One out of six Americans – or about 56 million people – work at small firms, the vast majority of them run by a single person or operating with very small payrolls. From late 2009, when the recession began to ease, through 2014, when the U.S. economy generated its best year of job growth in well over a decade, those small businesses were critical to lifting the economic doldrums. More than 7 million of the 11 million jobs created during the recovery have been generated by startups and small enterprises, according to the U.S. Small Business Administration (SBA).
“Small businesses have always been an engine for the economy,” says David Park, manager of business banking for City National Bank. “But their role is becoming more important, and we are seeing some fantastic growth as entrepreneurs expand their operations.”
The U.S. government defines small businesses as those with fewer than 500 employees. Such firms total more than 28 million in number and make up more than 99 percent of American companies. Major corporations, by contrast, number only 17,700, the SBA reports.
Small businesses have been responsible for 63 percent of the nation’s new, private-enterprise jobs, the government says. Most of those jobs are in various types of service industries – for example, certified public accountants, management firms and landscaping contractors. New jobs also are scattered among a wide array of retail and wholesale outlets, construction firms, health care providers, hotels and motels, and restaurants.
Two years ago, when the government tabulated its most recent data on the role of small businesses in ending the recession, SBA economists noted a welcome growth in diversity among entrepreneurs. More and more small-business owners were found to be African-American, Asian, and Latino, and entrepreneurship was growing in urban areas.
As of 2012, 36 percent of small-business owners were women, according to the SBA.
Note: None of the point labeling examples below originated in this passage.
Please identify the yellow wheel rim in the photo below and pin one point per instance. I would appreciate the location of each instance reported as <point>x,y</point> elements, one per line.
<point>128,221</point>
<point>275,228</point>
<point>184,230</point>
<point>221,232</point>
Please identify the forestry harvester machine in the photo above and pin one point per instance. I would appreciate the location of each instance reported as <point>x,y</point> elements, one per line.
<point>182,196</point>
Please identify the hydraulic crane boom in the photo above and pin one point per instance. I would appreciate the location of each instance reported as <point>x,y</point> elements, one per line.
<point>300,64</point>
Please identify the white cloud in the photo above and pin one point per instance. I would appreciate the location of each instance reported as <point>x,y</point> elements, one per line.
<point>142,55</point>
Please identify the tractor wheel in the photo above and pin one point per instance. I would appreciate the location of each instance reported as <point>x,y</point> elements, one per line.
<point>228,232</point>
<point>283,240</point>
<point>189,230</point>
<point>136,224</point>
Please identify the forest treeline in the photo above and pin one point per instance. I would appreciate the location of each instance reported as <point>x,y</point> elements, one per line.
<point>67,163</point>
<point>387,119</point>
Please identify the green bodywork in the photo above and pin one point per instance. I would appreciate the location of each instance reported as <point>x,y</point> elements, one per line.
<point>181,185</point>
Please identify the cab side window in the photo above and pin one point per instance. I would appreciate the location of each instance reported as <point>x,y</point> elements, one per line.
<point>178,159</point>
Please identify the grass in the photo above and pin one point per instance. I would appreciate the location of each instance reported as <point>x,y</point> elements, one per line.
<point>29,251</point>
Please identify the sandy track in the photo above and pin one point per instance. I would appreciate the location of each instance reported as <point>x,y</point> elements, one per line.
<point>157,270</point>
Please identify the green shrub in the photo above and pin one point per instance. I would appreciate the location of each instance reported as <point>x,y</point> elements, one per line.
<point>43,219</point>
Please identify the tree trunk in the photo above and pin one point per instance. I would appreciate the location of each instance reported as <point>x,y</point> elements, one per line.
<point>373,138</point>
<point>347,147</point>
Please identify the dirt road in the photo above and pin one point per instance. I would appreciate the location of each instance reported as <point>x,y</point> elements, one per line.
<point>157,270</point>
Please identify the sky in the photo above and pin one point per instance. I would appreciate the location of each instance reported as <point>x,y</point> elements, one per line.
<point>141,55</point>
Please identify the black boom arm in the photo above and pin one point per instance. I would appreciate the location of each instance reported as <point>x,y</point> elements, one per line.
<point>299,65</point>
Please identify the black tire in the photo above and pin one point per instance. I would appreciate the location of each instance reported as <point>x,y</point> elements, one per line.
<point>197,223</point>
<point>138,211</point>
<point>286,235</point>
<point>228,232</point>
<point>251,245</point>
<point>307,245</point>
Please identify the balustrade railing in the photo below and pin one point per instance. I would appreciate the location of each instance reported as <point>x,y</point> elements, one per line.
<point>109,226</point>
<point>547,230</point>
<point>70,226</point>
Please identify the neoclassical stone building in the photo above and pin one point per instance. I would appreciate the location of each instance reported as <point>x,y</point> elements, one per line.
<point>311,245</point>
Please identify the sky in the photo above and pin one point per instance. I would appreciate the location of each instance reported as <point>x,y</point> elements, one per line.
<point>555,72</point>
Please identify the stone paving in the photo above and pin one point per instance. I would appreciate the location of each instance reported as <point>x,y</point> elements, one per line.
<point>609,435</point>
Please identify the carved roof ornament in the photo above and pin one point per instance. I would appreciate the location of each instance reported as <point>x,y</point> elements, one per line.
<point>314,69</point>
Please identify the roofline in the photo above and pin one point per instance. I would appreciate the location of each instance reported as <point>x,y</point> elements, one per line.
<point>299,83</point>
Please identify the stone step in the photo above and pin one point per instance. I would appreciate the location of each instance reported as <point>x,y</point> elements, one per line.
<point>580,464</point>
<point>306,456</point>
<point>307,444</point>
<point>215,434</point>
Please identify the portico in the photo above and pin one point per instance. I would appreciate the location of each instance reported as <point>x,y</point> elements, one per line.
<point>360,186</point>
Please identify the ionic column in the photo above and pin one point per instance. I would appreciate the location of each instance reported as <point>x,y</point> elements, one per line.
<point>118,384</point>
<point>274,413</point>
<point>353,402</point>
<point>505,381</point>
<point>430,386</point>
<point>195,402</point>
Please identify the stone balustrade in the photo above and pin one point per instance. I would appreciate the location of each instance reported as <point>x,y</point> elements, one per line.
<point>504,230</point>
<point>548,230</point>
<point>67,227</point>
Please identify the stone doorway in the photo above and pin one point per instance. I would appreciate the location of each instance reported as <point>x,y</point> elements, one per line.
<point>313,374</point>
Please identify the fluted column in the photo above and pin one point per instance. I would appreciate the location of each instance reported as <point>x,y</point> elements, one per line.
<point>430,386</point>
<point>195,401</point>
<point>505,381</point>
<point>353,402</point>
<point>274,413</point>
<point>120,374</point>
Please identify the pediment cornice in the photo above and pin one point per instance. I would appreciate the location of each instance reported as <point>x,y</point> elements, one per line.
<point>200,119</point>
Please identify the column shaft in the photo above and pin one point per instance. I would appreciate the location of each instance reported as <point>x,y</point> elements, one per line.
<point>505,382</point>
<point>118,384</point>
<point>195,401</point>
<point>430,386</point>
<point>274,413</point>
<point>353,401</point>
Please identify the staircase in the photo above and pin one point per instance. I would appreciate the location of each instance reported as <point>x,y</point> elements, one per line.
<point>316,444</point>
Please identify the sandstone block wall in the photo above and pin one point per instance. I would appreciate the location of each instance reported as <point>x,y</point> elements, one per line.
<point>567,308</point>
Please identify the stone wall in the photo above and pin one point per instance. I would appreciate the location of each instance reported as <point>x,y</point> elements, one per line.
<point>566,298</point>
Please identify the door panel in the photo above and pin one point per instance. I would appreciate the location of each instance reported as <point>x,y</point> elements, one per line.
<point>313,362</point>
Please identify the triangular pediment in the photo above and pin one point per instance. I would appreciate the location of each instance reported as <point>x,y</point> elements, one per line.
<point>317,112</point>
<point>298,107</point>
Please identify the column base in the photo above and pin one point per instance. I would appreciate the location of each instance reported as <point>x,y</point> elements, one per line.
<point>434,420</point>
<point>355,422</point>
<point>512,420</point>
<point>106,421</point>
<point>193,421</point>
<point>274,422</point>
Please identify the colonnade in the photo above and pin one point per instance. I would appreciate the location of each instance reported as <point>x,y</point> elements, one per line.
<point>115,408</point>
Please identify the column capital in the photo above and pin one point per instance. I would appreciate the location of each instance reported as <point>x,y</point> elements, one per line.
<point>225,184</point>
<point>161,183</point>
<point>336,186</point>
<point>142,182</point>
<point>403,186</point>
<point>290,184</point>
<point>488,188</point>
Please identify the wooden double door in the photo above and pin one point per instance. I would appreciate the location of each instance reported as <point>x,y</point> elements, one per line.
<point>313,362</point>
Aging Baby Boomers also are contributing to the mix. More than one in five seniors are self-employed, running a small company rather than simply collecting Social Security, the SBA says.
California has far and away the greatest number of small businesses – more than 3.6 million companies that employ 6.5 million people. Texas (2.4 million companies) is second, followed by Florida (2.2 million companies) and New York (just over 2 million).
“There is a great entrepreneurial spirit in California,” Park says. “We’re proud to support small businesses and help them grow.”